Après le plébiscité Un prophète, Jacques Audiard revient avec De rouille et d’os, adaptation d’un recueil de nouvelles de l’américain Craig Davidson. Un film puissant sur le corps et la (re)construction de soi. Un sérieux prétendant à la Palme d’or.
Lui est un corps débordant. Massif, sculptural à force de suer sur les rings et le bitume, il s’impose à l’autre, effraie, rassure aussi, sans besoin de paroles. Pareille stature économise de la salive. D’ailleurs les rares moments où Ali (Matthias Schoenaerts) parle, les mots ne sonnent pas juste. Seule cette matérialité lourde, comme inévitable, le relie au monde. Son fils, frêle oiseau sauvage; sa sœur éreintée par le quotidien; ses conquêtes éphémères, ses collègues de travail, ses combats de boxe: tout passe par ce corps, immense territoire instable, qui malgré l’exercice et la rigueur de l’entraînement sportif, risque en permanence d’exploser.

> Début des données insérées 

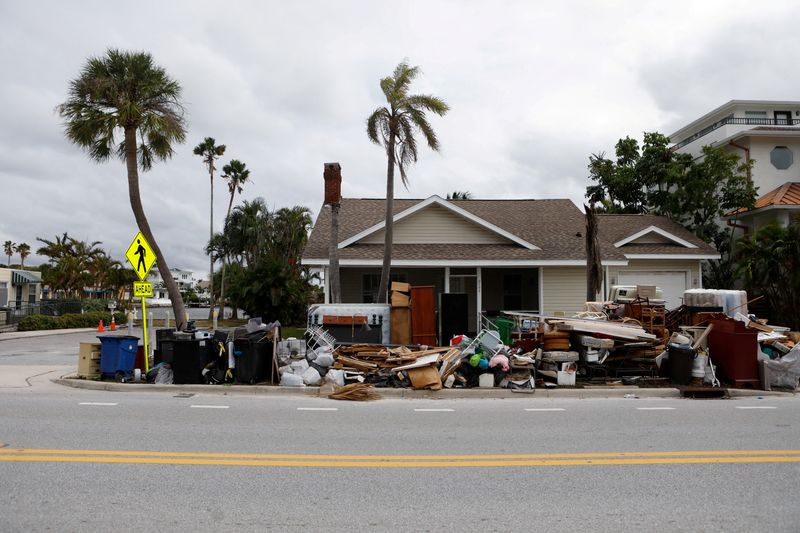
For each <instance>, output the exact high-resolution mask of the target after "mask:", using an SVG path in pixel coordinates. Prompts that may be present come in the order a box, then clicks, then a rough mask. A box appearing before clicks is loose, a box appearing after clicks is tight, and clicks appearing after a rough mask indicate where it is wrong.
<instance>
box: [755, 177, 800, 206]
mask: <svg viewBox="0 0 800 533" xmlns="http://www.w3.org/2000/svg"><path fill="white" fill-rule="evenodd" d="M769 205H800V183H798V182H796V181H788V182H786V183H784V184H783V185H781V186H780V187H778V188H777V189H773V190H771V191H769V192H768V193H767V194H765V195H764V196H761V197H760V198H759V199H758V200H756V207H755V208H756V209H759V208H761V207H767V206H769Z"/></svg>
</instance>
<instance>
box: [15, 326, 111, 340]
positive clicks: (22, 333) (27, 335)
mask: <svg viewBox="0 0 800 533" xmlns="http://www.w3.org/2000/svg"><path fill="white" fill-rule="evenodd" d="M117 330H118V331H119V328H117ZM92 331H97V329H96V328H74V329H40V330H37V331H7V332H5V333H0V341H10V340H13V339H28V338H31V337H47V336H49V335H68V334H71V333H90V332H92Z"/></svg>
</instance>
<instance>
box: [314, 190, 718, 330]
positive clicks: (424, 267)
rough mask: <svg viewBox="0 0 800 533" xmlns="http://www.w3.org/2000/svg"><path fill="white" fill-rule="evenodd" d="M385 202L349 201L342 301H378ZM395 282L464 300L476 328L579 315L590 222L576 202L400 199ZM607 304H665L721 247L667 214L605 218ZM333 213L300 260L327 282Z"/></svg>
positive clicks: (469, 325)
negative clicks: (419, 199) (517, 315)
mask: <svg viewBox="0 0 800 533" xmlns="http://www.w3.org/2000/svg"><path fill="white" fill-rule="evenodd" d="M385 206H386V201H385V200H383V199H355V198H343V199H342V201H341V208H340V214H339V243H338V252H339V264H340V278H341V289H342V301H343V302H344V303H371V302H375V301H377V290H378V284H379V281H380V270H381V264H382V258H383V239H384V217H385ZM394 208H395V215H394V245H393V250H392V272H391V276H392V280H394V281H404V282H408V283H410V284H412V285H432V286H435V288H436V289H435V290H436V293H437V294H450V293H462V294H466V295H467V298H466V301H467V302H468V308H469V309H468V310H469V326H470V329H471V330H473V331H474V328H475V327H476V324H477V320H478V317H479V315H480V313H486V314H493V313H497V312H499V311H501V310H506V311H511V310H516V311H528V312H536V313H543V314H556V313H562V312H563V313H573V312H577V311H581V310H582V309H583V304H584V302H585V300H586V254H585V237H584V232H585V217H584V215H583V213H582V212H581V211H580V210H579V209H578V208H577V207H576V206H575V204H573V203H572V202H571V201H570V200H561V199H554V200H444V199H442V198H440V197H439V196H431V197H430V198H426V199H424V200H407V199H401V200H395V202H394ZM598 224H599V232H598V238H599V242H600V249H601V255H602V266H603V270H604V278H605V279H604V283H603V288H602V291H601V294H599V295H598V298H600V299H601V298H603V297H604V296H605V294H607V291H608V288H609V286H610V285H612V284H634V285H635V284H637V283H638V284H656V285H658V286H659V287H662V289H663V290H664V295H665V299H667V302H668V304H667V305H668V306H670V307H677V306H678V305H680V297H681V296H682V294H683V291H684V290H685V289H687V288H693V287H700V286H701V284H702V276H701V275H700V269H701V261H702V260H704V259H717V258H718V257H719V256H718V254H717V253H716V251H715V250H714V249H713V248H712V247H710V246H708V245H707V244H705V243H703V242H702V241H700V240H699V239H697V238H696V237H695V236H694V235H692V234H691V233H690V232H688V231H687V230H686V229H684V228H683V227H681V226H679V225H678V224H675V223H673V222H671V221H669V220H668V219H666V218H663V217H656V216H649V215H601V216H600V217H599V223H598ZM329 238H330V208H329V207H327V206H323V208H322V209H321V211H320V214H319V216H318V218H317V221H316V224H315V226H314V229H313V231H312V232H311V235H310V237H309V241H308V244H307V246H306V249H305V251H304V253H303V259H302V264H303V265H306V266H309V267H311V268H312V269H318V270H319V271H320V272H321V273H322V274H323V278H324V280H325V295H326V302H327V301H329V297H330V290H329V287H328V285H327V280H328V275H327V272H328V268H329V261H328V247H329Z"/></svg>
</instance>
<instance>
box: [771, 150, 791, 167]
mask: <svg viewBox="0 0 800 533" xmlns="http://www.w3.org/2000/svg"><path fill="white" fill-rule="evenodd" d="M793 159H794V156H793V154H792V151H791V150H789V148H787V147H786V146H776V147H775V148H773V149H772V151H771V152H770V153H769V160H770V163H772V166H773V167H775V168H777V169H778V170H786V169H787V168H789V167H790V166H792V163H793V162H794V161H793Z"/></svg>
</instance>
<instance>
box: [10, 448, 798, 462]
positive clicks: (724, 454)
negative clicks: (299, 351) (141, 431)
mask: <svg viewBox="0 0 800 533" xmlns="http://www.w3.org/2000/svg"><path fill="white" fill-rule="evenodd" d="M12 454H13V455H28V454H34V455H78V456H112V457H115V456H126V457H127V456H130V457H168V458H211V459H246V460H263V459H266V460H282V459H283V460H294V461H298V460H322V461H365V460H372V461H458V460H468V461H475V460H519V459H522V460H535V459H543V460H552V459H603V458H636V457H690V456H694V457H709V456H787V455H790V456H791V455H800V450H701V451H663V452H591V453H558V454H545V453H539V454H500V455H497V454H472V455H369V454H367V455H331V454H258V453H256V454H250V453H203V452H158V451H126V450H58V449H27V448H0V458H2V457H3V456H5V455H12Z"/></svg>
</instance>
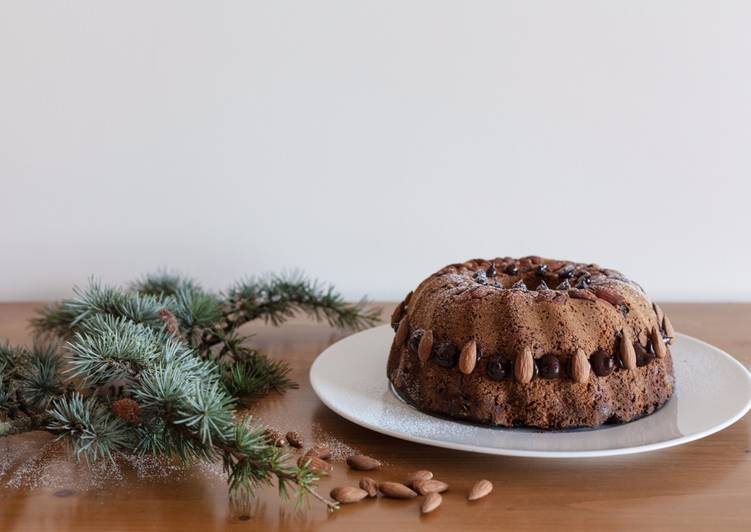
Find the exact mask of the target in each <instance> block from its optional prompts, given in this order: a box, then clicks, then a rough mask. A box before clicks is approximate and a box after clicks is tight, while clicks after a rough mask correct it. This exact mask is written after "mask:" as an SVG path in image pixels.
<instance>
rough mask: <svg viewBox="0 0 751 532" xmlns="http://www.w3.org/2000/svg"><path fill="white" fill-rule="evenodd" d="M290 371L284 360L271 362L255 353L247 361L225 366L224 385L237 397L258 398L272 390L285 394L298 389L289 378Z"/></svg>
mask: <svg viewBox="0 0 751 532" xmlns="http://www.w3.org/2000/svg"><path fill="white" fill-rule="evenodd" d="M289 371H290V367H289V365H288V364H287V363H286V362H284V361H283V360H270V359H269V358H268V357H266V356H264V355H262V354H261V353H258V352H257V351H253V352H252V354H251V355H249V356H248V358H247V359H245V360H241V361H239V362H235V363H234V364H226V365H224V372H223V373H224V385H225V387H226V388H227V391H228V392H229V393H230V394H232V395H234V396H236V397H245V396H250V397H258V396H263V395H266V394H267V393H269V392H270V391H271V390H275V391H277V392H284V391H286V390H290V389H296V388H298V384H297V383H296V382H294V381H293V380H291V379H290V378H289V376H288V375H289Z"/></svg>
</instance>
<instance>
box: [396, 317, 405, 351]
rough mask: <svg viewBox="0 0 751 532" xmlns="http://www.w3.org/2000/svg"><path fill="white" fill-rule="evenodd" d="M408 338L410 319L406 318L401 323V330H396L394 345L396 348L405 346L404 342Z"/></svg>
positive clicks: (400, 325)
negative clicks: (409, 319)
mask: <svg viewBox="0 0 751 532" xmlns="http://www.w3.org/2000/svg"><path fill="white" fill-rule="evenodd" d="M407 336H409V318H407V317H406V316H404V317H403V318H402V321H400V322H399V328H398V329H397V330H396V336H395V337H394V345H395V346H396V347H401V346H403V345H404V342H406V341H407Z"/></svg>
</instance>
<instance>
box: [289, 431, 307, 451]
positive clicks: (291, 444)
mask: <svg viewBox="0 0 751 532" xmlns="http://www.w3.org/2000/svg"><path fill="white" fill-rule="evenodd" d="M285 437H286V438H287V441H288V442H289V444H290V445H291V446H292V447H297V448H298V449H299V448H301V447H302V445H303V439H302V436H301V435H300V433H299V432H295V431H293V430H291V431H289V432H288V433H287V435H286V436H285Z"/></svg>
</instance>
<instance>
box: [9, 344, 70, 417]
mask: <svg viewBox="0 0 751 532" xmlns="http://www.w3.org/2000/svg"><path fill="white" fill-rule="evenodd" d="M61 370H62V359H61V357H60V352H59V349H58V346H56V345H54V344H35V345H34V346H33V347H32V349H31V351H30V352H29V353H28V355H27V356H26V364H25V366H24V367H23V370H22V373H21V375H20V376H19V377H20V378H19V388H18V392H19V395H20V397H21V399H22V402H23V403H26V404H28V405H29V406H30V407H31V408H33V409H35V410H43V409H45V408H47V406H48V405H49V404H50V403H51V402H52V400H53V399H55V398H56V397H58V396H59V395H60V394H62V393H63V379H62V375H61Z"/></svg>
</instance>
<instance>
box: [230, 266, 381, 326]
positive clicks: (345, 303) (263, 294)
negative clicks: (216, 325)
mask: <svg viewBox="0 0 751 532" xmlns="http://www.w3.org/2000/svg"><path fill="white" fill-rule="evenodd" d="M226 299H227V307H228V308H227V311H226V313H227V317H228V323H229V324H230V325H231V326H232V327H235V326H237V324H239V323H244V322H248V321H252V320H255V319H258V318H263V319H264V320H265V321H266V322H269V323H271V324H273V325H280V324H282V323H284V322H285V321H286V320H287V319H289V318H291V317H292V316H294V314H295V312H297V311H301V312H304V313H305V314H306V315H308V316H309V317H311V318H313V319H315V320H317V321H323V320H325V321H327V322H328V324H329V325H331V326H334V327H338V328H342V329H352V330H360V329H364V328H367V327H371V326H373V325H375V324H376V323H378V320H379V317H380V309H377V308H368V305H367V301H366V300H364V299H363V300H362V301H360V302H359V303H355V304H352V303H347V302H345V301H344V298H343V297H342V296H341V295H340V294H339V293H337V292H336V291H335V289H334V287H333V286H325V287H324V286H321V285H320V284H319V283H318V282H317V281H314V280H309V279H307V278H305V277H303V276H302V275H301V274H299V273H293V274H291V275H272V276H269V277H260V278H251V279H248V280H245V281H241V282H239V283H237V284H236V285H235V286H234V287H232V288H231V289H230V290H229V291H228V292H227V296H226Z"/></svg>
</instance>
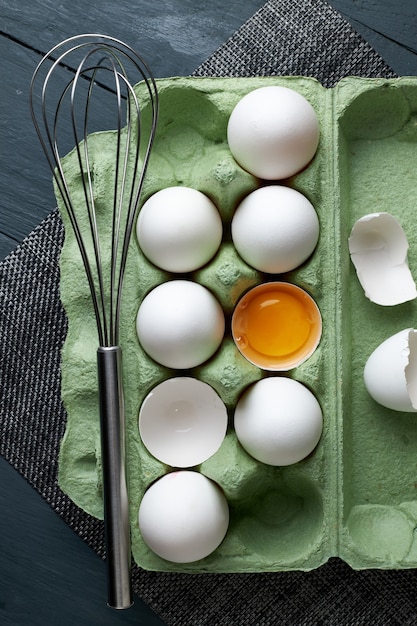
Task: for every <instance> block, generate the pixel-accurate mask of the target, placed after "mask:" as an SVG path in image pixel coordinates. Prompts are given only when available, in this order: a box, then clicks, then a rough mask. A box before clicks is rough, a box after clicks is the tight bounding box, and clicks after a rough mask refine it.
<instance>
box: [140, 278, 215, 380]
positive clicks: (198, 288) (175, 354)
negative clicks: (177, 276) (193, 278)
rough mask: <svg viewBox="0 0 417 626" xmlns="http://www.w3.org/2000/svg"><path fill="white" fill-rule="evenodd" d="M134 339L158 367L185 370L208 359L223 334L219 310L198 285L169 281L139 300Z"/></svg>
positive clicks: (158, 287) (181, 280)
mask: <svg viewBox="0 0 417 626" xmlns="http://www.w3.org/2000/svg"><path fill="white" fill-rule="evenodd" d="M136 330H137V335H138V339H139V341H140V344H141V345H142V348H143V349H144V350H145V352H146V353H147V354H148V355H149V356H150V357H151V358H152V359H154V360H155V361H157V362H158V363H160V364H162V365H165V366H166V367H171V368H175V369H188V368H191V367H195V366H197V365H200V364H201V363H203V362H204V361H206V360H207V359H209V358H210V357H211V356H212V355H213V354H214V353H215V352H216V350H217V348H218V347H219V346H220V343H221V341H222V339H223V335H224V330H225V320H224V313H223V310H222V308H221V306H220V304H219V302H218V300H217V299H216V298H215V297H214V296H213V294H212V293H211V292H210V291H209V290H208V289H206V287H203V286H202V285H199V284H198V283H195V282H192V281H189V280H172V281H168V282H166V283H162V284H160V285H158V286H157V287H155V288H154V289H153V290H152V291H150V292H149V293H148V295H147V296H146V297H145V298H144V299H143V301H142V304H141V305H140V307H139V311H138V314H137V318H136Z"/></svg>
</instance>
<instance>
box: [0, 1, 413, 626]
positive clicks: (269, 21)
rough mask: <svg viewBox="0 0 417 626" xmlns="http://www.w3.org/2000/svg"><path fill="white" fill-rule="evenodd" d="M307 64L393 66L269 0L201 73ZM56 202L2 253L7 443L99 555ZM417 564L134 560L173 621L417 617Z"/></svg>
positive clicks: (252, 620)
mask: <svg viewBox="0 0 417 626" xmlns="http://www.w3.org/2000/svg"><path fill="white" fill-rule="evenodd" d="M195 74H196V75H199V76H251V75H284V74H292V75H294V74H299V75H307V76H313V77H315V78H317V79H318V80H319V81H321V82H322V83H323V84H324V85H325V86H328V87H330V86H333V85H334V84H335V83H336V82H337V81H338V80H339V79H340V78H342V77H343V76H347V75H359V76H366V77H377V76H382V77H387V78H390V77H393V76H395V74H394V72H393V71H392V70H391V69H390V68H389V67H387V65H386V64H385V63H384V61H383V60H382V59H381V58H380V56H379V55H378V54H377V53H376V52H375V51H374V50H373V49H372V48H371V47H370V46H369V45H368V44H367V43H366V42H365V41H364V40H363V39H362V38H361V37H360V36H359V35H357V34H356V33H355V32H354V31H353V30H352V29H351V27H350V26H349V25H348V24H347V23H346V22H345V21H344V20H343V19H342V18H341V16H340V15H339V14H338V13H337V12H335V11H334V10H333V9H332V8H331V7H330V6H329V5H327V4H326V3H324V2H322V1H321V0H281V1H280V0H270V1H269V2H267V3H266V4H265V5H264V6H263V7H262V8H261V9H260V10H259V11H258V12H257V13H256V14H255V15H254V16H253V17H252V18H251V19H250V20H249V21H248V22H247V23H246V24H244V25H243V26H242V28H241V29H240V30H239V31H238V32H237V33H236V34H235V35H234V36H233V37H232V38H231V39H230V40H229V41H227V42H226V43H225V44H224V45H223V46H222V47H221V48H220V49H219V50H218V51H217V52H216V53H215V54H213V55H212V56H211V57H210V58H209V59H208V60H207V61H206V62H205V63H203V64H202V65H201V66H200V67H199V68H198V69H197V70H196V72H195ZM63 234H64V233H63V227H62V223H61V221H60V218H59V215H58V213H57V211H54V212H53V213H51V215H50V216H49V217H48V218H47V219H46V220H45V221H44V222H42V223H41V224H40V225H39V227H38V228H37V229H36V230H35V231H34V232H33V233H32V234H31V235H30V236H29V237H27V238H26V239H25V241H24V242H23V243H22V244H21V246H20V247H19V248H18V249H17V250H16V251H15V252H14V253H13V254H11V255H10V256H9V257H8V258H7V259H6V260H5V261H4V262H3V263H1V264H0V343H1V355H2V356H1V359H0V380H1V388H2V397H1V401H0V411H1V413H0V453H1V454H2V455H3V456H4V457H5V458H6V459H7V460H8V461H9V462H10V463H11V464H12V465H13V466H14V467H15V468H16V469H17V470H18V471H19V472H20V473H21V474H22V475H23V476H24V477H26V478H27V480H28V481H29V482H30V483H31V485H32V486H33V487H34V488H35V489H36V490H37V491H38V492H39V493H40V494H42V495H43V496H44V498H45V499H46V500H47V502H49V504H50V505H51V506H52V507H53V509H54V510H55V511H56V512H57V513H58V514H59V515H60V516H61V517H62V518H63V519H64V520H65V521H66V522H67V523H68V524H69V525H70V526H71V527H72V528H73V529H74V530H75V532H77V533H78V534H79V535H80V536H81V537H82V538H83V539H84V540H85V541H86V542H87V543H88V544H89V545H90V546H91V547H92V548H93V549H94V550H96V552H97V553H98V554H100V555H101V556H104V540H103V525H102V523H101V522H99V521H97V520H95V519H93V518H91V517H90V516H88V515H87V514H85V513H84V512H83V511H81V510H80V509H78V508H77V507H76V506H75V505H74V504H73V503H72V502H71V501H70V500H69V498H68V497H67V496H65V495H64V494H63V493H62V492H61V491H60V489H59V488H58V486H57V462H58V451H59V443H60V440H61V438H62V436H63V433H64V429H65V419H66V416H65V412H64V410H63V407H62V404H61V402H60V350H61V346H62V343H63V341H64V339H65V334H66V327H67V326H66V319H65V315H64V312H63V310H62V307H61V304H60V300H59V270H58V261H59V254H60V249H61V245H62V240H63ZM416 583H417V574H416V571H414V570H409V571H395V572H384V571H372V570H370V571H363V572H354V571H353V570H351V569H350V568H349V567H348V566H347V565H346V564H345V563H343V562H342V561H341V560H339V559H332V560H331V561H330V562H329V563H327V564H326V565H324V566H323V567H321V568H319V569H318V570H316V571H314V572H310V573H305V572H288V573H276V574H246V575H244V574H239V575H227V574H219V575H194V576H190V575H186V574H169V573H155V572H146V571H143V570H140V569H139V568H138V567H135V568H134V571H133V585H134V589H135V591H136V592H137V593H138V594H139V595H141V597H142V598H143V599H144V600H145V601H146V602H147V603H148V604H149V605H150V606H151V607H152V608H153V609H154V610H155V611H156V612H157V613H159V615H161V617H162V618H163V619H164V620H165V621H166V623H167V624H169V625H170V626H223V625H224V626H226V625H227V626H231V625H233V626H244V625H249V626H262V625H265V626H272V625H274V624H280V625H282V626H286V625H288V626H304V625H305V626H313V625H317V626H318V625H323V626H325V625H328V626H335V625H336V624H337V625H342V626H350V625H352V626H362V625H363V626H365V625H366V626H368V625H369V624H378V625H379V626H388V625H392V626H394V625H398V626H400V625H401V626H405V625H407V624H410V625H411V624H416V623H417V608H416V602H415V601H414V599H413V598H414V594H415V586H416Z"/></svg>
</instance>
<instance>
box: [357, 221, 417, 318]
mask: <svg viewBox="0 0 417 626" xmlns="http://www.w3.org/2000/svg"><path fill="white" fill-rule="evenodd" d="M349 252H350V257H351V260H352V263H353V265H354V266H355V269H356V273H357V275H358V279H359V282H360V284H361V285H362V287H363V289H364V291H365V295H366V297H367V298H369V300H371V302H375V304H381V305H384V306H393V305H395V304H401V303H403V302H408V301H409V300H414V298H416V297H417V290H416V285H415V282H414V280H413V277H412V275H411V272H410V268H409V266H408V258H407V252H408V241H407V237H406V235H405V232H404V230H403V228H402V226H401V224H400V223H399V222H398V221H397V220H396V218H395V217H393V216H392V215H391V214H390V213H371V214H369V215H365V216H364V217H361V218H360V219H358V220H357V222H355V224H354V226H353V228H352V231H351V234H350V237H349Z"/></svg>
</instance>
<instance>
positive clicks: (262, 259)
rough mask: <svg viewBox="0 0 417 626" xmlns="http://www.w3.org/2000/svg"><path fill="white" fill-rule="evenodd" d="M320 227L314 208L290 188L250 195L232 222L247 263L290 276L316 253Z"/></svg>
mask: <svg viewBox="0 0 417 626" xmlns="http://www.w3.org/2000/svg"><path fill="white" fill-rule="evenodd" d="M319 231H320V225H319V220H318V217H317V213H316V211H315V210H314V207H313V205H312V204H311V202H310V201H309V200H307V198H306V197H305V196H304V195H303V194H301V193H300V192H298V191H296V190H295V189H292V188H290V187H284V186H279V185H269V186H266V187H261V188H259V189H256V190H255V191H253V192H252V193H250V194H249V195H248V196H246V198H244V199H243V201H242V202H241V203H240V205H239V206H238V208H237V209H236V212H235V214H234V216H233V219H232V239H233V244H234V246H235V248H236V250H237V251H238V253H239V254H240V256H241V257H242V259H244V261H246V263H248V264H249V265H251V266H252V267H254V268H255V269H258V270H260V271H261V272H267V273H271V274H279V273H282V272H289V271H291V270H293V269H294V268H296V267H298V266H299V265H301V264H302V263H303V262H304V261H305V260H306V259H308V257H309V256H310V255H311V254H312V252H313V251H314V249H315V247H316V245H317V242H318V238H319Z"/></svg>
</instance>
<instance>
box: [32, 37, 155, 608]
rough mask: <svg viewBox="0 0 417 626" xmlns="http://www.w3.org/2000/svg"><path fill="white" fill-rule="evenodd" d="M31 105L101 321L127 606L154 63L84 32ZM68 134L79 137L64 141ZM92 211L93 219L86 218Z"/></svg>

Elle est un corps supplicié. D’abord objet de désir, Stéphanie (Marion Cotillard) sombre à cause d’un accident de l’autre côté, du bord de ces corps soudain repoussés, non plus sources de jouissance mais de douleur. Handicapée, l’harmonie de l’unité a cédé le pas au chaos de la chair en souffrance.
Ils sont un corps. Jacques Audiard raconte cette rencontre, cette relation nouée entre deux solitudes. Pareils à deux animaux blessés – l’un par les ravages de sa bestialité, l’autre par le refoulement de sa propre bestialité – ils luttent, résistent, glissent, renoncent, s’écartèlent, pour finalement se retrouver.
Mais le réalisateur d’Un prophète, habile, s’extrait d’une narration linéaire et surtout évite de répéter un motif déjà mille fois entendu. Ici, il n’est pas seulement question de montrer une histoire d’amour entre deux êtres paumés en quête d’eux-mêmes.
Porté par une mise en scène incisive, nerveuse (caméra à l’épaule), toujours sur le fil; par le jeu des variations entre lumière et obscurité; par les présences évidentes et mutiques des interprètes, le film interroge notre vision du corps et ses multiples représentations.
Parce qu’intoxiqués par un flot incessant de projections caricaturales, nous demeurons étrangers de nos corps. Obscénité, pornographie, hyper-violence : tout nous écarte de nos enveloppes. Via les écrans, via les magazines, les consciences impriment les schémas normatifs ainsi quotidiennement déversés.
En somme, vivre requiert de savoir son corps. De s’extraire des diktats, des images d’Epinal, des conceptions préfabriquées. D’assumer son animalité sans pour autant la laisser déborder. Un équilibre difficile, mais possible sans doute grâce à l’amour. Grâce à une relation qui permette de joindre les parts manquantes, de toucher à l’unité du corps. Pour exister enfin.
Guillaume Blacherois
De rouille et d’os. Film de Jacques Audiard, avec Matthias Schoenaerts, Marillon Cotillard, Bouli Lanners.
Sortie nationale le 17 mai 2012. Sélection officielle, en compétition à Cannes.